Basta la parola. Venti modi per dire jazzGiancarlo Cazzaniga nel suo studio di corso Garibaldi a Milano negli anni '50

Il 30 aprile l’Unesco celebra in tutto il mondo il genere nato negli Usa L’«International Jazz Day» offre anche lo spunto per indagare mondi e storie legate a una parola dall’etimo ancora incerto. Viaggio al cuore di un suono che continua a influenzare stili e professioni, dalla pittura alla poesia dai fumetti, al cinema fino alla narrativa

Pubblicato più di 10 anni faEdizione del 12 aprile 2014

Dal 2012 esiste l’International Jazz Day, perché l’Unesco ogni anno, il 30 aprile, vuole festeggiare la Giornata internazione del jazz, in quanto cultura, musica «patrimonio dell’umanità». Dunque, jazz: si pronuncia gezz o giass, e magari c’è chi pensa subito a un profumo o a un automobile, che portano il nome di un linguaggio sonoro cosmopolita, democratico e intergenerazionale.

Centinaia saranno le iniziative in tutto il mondo per ricordare e animare il sound afroamericano per eccellenza, dall’etimo ancor oggi misterioso e al contempo soggetto a diverse glosse ed eterogenee interpretazioni. Per alcuni jazz – prima scritto anche jass, jas, jasz, jaz – deriva dall’incerto «jasm» che, nelle zone creole, in particolare a New Orleans, è sinonimo di vitalità o in slang di prestazione sessuale; per altri è una parola tratta dal francese chasse-beau, che è un passo di danza dell’epoca (il cake walk). Ma a fine Ottocento si trovano ulteriori risposte: jazz-bells, soprannome delle prostitute di New Orleans in ricordo della Jesabel biblica; il verbo jaser, che significa chiacchierare; il soprannome Jazbo, un artista di minstrel show; il sostantivo inglese gism, sinonimo di volta in volta di forza, esaltazione, ancora potenza erotica; il verbo to jizz, designante l’eiaculazione; l’africano jasi infine vuol dire vivere sotto pressione, in maniera frenetica. In ogni caso si tratta di suono o parola dai valori non certo edificanti, stando almeno a un’ottica perbenista, come ricorda il pianista Eubie Blake: «Non pronuncio mai la parola jazz davanti a una signora.
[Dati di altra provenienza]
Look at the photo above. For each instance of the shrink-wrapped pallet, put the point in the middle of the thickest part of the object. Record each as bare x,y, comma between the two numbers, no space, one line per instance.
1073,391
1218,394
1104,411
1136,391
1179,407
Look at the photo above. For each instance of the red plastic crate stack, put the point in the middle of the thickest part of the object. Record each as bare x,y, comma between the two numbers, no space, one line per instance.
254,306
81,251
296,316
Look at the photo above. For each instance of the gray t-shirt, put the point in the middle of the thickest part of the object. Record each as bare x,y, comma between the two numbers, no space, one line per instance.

È un vocabolo molto sporco!».

Quando si dice jazz oggi si pensa a musicisti, concerti, dischi, strumenti, ma il contributo fornito dal modo in cui questa musica affronta il suono fisico influenza molte altre esperienze, dalla pittura al teatro, dal fumetto alla poesia, dalla narrativa al cinema, dalla foto al video. Jazz è il titolo di un grande romanzo del premio Nobel Toni Morrison e prima ancora di una bella commedia di Marcel Pagnol. Jazz è uno splendido libro d’arte dipinto da Henri Matisse a 78 anni sulla sedia a rotelle. Jazz è il microcosmo di un intellettuale a 360 gradi come Boris Vian, trombettista, drammaturgo, critico, produttore, romanziere, dixielander, bopper, cantante, paroliere, chansonnier, «jazzfilosofo» nella Parigi che si libera dal nazismo. Jazz è la prosodia di Jack Kerouac dai singolari haiku alle pagine rutilanti di Sulla strada e I sotterranei. Jazz è una parola usata nei dischi di rockstar come Frank Zappa, Brian Ferry, John Mayall, Paul Weller… Jazz infine è la raccolta di venti sollecitazioni qui illustrate che rimandano ad altrettanti universi immaginifici.
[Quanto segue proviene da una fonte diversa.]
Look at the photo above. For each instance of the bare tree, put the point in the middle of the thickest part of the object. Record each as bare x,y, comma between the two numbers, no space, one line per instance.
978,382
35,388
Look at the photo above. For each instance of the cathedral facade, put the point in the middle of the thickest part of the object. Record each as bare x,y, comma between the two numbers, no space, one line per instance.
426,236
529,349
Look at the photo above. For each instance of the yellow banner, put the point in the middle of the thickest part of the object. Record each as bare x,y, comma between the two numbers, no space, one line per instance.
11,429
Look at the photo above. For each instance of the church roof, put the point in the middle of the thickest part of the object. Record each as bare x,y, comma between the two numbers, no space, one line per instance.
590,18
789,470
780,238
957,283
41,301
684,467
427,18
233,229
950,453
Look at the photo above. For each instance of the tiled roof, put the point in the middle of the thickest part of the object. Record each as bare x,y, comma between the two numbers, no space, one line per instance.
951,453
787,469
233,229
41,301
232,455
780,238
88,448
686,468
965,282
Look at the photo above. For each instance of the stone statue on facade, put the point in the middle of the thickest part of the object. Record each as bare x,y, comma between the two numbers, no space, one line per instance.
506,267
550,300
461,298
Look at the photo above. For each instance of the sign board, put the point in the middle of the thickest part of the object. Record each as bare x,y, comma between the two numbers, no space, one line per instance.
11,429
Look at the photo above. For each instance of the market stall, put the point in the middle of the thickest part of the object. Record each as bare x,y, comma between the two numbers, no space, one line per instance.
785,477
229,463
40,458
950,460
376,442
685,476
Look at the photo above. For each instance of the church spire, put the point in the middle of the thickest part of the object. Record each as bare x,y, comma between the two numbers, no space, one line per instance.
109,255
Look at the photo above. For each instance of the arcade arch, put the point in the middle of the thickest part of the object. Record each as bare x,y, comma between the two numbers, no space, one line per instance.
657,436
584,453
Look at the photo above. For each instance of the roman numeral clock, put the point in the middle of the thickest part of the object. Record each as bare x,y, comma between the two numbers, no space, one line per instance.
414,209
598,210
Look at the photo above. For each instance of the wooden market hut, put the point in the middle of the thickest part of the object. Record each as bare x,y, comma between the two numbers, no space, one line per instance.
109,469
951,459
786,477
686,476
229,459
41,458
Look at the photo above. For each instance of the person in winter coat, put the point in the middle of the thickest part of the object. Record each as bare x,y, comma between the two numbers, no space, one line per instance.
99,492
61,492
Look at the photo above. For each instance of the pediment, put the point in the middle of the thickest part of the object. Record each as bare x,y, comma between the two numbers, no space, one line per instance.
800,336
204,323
Original Dixieland Jass Band. È la prima volta che la parola jazz appare al pubblico bianco, nel nome di un gruppo di musicisti destinati a incidere nel 1917, a New York, il primo disco jazz: Livery Stable Blues (Tiger Rag sul lato B). Il termine è ancora scritto con la doppia esse, anche se alla fine del 1917 sarà già con le due zeta. Il quintetto di New Orleans di estrazione proletaria, con figli ribelli di poveri immigrati anche d’origine italiana (il leader Nick La Rocca alla cornetta e Tony Sbarbaro alla batteria), durerà fino al 1926 e poi ancora tra il 1936 e il 1938.

The Jazz Age. L’età del jazz riguarda i primi anni Venti quando l’euforia di una quotidianità scatenata tra balli, feste, bevute, giunge alle stelle e al parossismo: questo è almeno il punto di vista del romanziere Francis Scott Fitzgerald nella raccolta Tales of the Jazz Ages («L’età del jazz e altri scritti»), uscita del 1922, tre anni prima del capolavoro Il grande Gatsby, quando aveva soli ventiquattro anni; il libro raccoglie undici novelle (dove non si parla mai di jazz, direttamente) pubblicate su alcune riviste qualche mese prima, illustrando assai bene un modus vivendi tra modernità e decadentismo, al ritmo vertiginoso di automobili e grattacieli, tip-tap e charleston.

Jazz Me Blues. È il primo microsolco con un brano in cui appare la parola jazz: si tratta di un blues, come quasi tutti i pezzi delle orchestrine hot; a inciderlo per prima è ancora l’Original Dixieland Jass Band, ma la versione seminale appartiene ai Wolwerines del cornettista Bix Beiderbecke che nel 1924 ne farà un classico del linguaggio jazzistico bianco. E Jazz Me Blues resterà tra gli standard più eseguiti anche dai successivi maestri, da Louis Armstrong a Bobby Hackett, da Eddie Condon a Pete Fountain.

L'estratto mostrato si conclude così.